Uno dei problemi di fondo delle cultura musicale italiana (rispetto ad esempio ciò che avviene in Europa centrale ed orientale e negli Stati Uniti) è il livello relativamente basso dell’istruzione musicale – in pratica sparita dalle scuole generaliste di ogni ordine a grado. Ciò ha conseguenze a cascata: pullulano le iniziative da parte di associazioni locali sul territorio (“amici della musica” o simili) ma sono spesso di scarsa qualità ed hanno pochi ascoltatori; molti teatri d’opera ostentano, quasi tutte le sere in cui si fa spettacolo, file vuote in platea e nei palchi; i giovani scarseggiano alle esecuzioni di musica “colta” (tranne che in occasione di programmi dove viene praticata una politica di bassi prezzi di biglietti per attirarli; il comparto, in generale, attira molti meno finanziamenti privati di quanto non avvenga in Paesi come la Francia e la Gran Bretagna (per non parlare degli Usa), anche a ragione di una normativa che pare assumere elargizioni tributarie da parte di individui ed imprese con un’imposta marginale sul reddito del 19%, quindi nei gradini più bassi della scala dei redditi e dei consumi.
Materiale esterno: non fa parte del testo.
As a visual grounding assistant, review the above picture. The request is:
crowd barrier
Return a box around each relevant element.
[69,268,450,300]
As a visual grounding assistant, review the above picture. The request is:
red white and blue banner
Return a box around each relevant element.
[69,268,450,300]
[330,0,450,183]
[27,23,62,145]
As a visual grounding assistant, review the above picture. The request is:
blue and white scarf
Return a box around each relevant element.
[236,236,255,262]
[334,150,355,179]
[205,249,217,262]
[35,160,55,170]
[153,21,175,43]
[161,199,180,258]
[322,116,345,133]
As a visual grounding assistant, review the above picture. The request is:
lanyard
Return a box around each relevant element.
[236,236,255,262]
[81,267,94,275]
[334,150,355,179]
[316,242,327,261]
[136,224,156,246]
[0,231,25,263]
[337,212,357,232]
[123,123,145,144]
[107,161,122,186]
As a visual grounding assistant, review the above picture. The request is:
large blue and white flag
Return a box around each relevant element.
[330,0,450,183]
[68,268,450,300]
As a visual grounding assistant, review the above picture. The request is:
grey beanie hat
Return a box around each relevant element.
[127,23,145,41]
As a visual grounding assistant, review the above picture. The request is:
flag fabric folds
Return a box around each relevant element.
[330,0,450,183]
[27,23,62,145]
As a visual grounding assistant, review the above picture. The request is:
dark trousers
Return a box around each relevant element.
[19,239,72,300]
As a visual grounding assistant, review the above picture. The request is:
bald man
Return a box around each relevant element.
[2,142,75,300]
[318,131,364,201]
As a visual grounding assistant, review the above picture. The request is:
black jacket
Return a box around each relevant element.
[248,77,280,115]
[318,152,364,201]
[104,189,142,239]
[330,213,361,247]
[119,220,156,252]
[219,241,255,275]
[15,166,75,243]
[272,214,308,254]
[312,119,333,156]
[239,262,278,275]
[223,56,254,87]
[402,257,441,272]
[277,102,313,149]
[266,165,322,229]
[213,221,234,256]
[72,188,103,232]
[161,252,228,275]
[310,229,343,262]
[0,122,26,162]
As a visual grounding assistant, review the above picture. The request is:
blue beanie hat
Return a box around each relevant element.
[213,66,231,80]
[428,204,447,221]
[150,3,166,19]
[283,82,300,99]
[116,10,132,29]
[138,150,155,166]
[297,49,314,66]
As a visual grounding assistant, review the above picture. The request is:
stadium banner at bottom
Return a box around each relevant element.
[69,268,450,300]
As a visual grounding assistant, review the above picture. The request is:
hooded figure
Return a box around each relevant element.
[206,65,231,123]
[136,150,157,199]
Riescono i numerosi conservatori di musica sparsi per la Penisola (cresciuti rapidamente negli ultimi anni sino a raggiungere la settantina) a sopperire in parte al problema? L’estate scorsa una frase del Ministro Mariastella Gelmini sulla esigenza di ridurne il numero e migliorarne la qualità (anche in quanto tramite una leggina sono stati elevati a istituzioni universitarie o parauniversitarie, ma molti dei loro docenti , abilissimi nei singoli strumenti, non hanno alcun titolo di studio universitario). Ci fu all’epoca una vivace polemica e (a che se ne sa) l’idea venne messa in un cassetto (a stagionare). Su molti conservatori , nell’ambiente, si raccontano storie tra il lepido e l’amaro: in un capoluogo di Regione, su 120 docenti del locale conservatorio solo due hanno un diploma di laurea; in un conservatori di provincia ben due “cattedre” di arpa; paura di bocciare , poiché se vengono a mancare gli studenti si riducono i numeri dei docenti (molti dei quali avrebbero in ogni caso un secondo od anche terzo lavoro all’insegna di San Precario – lezioni, formazioni orchestrali temporanee e simili). Nel Sud si arriva al conservatorio, spesso, dopo essere stati bocciati prima al classico, poi allo scientifico ed infine agli istituti tecnici – pur che si sappia strimpellare una chitarra o fare le scale sul pianoforte della nonna
In questo quadro, il musicologo Alessandro Zignani ha pubblicato un libro, al tempo stesso, divertente e rigoroso (“A.S.S.U.R.D.O- ricognizione paradossale nelle didattica musicale di ogni conservatorio” Editore Zecchini, Varese). E’ strutturato come un romanzo: un ispettore generale del Ministero dell’Alta Presunzione di una ipotetiche Repubblichetta va a valutare alcuni conservatori e ne trova di cotte e di crude. Non è solamente un satira esilarante e spietata ma anche un ausilio al Ministero: contiene infatti quelli che dovrebbero essere i test (a risposta multipla – con soluzione in appendice) su quelli che dovrebbero essere i “saperi” minimi per potere avere accesso all’istituto.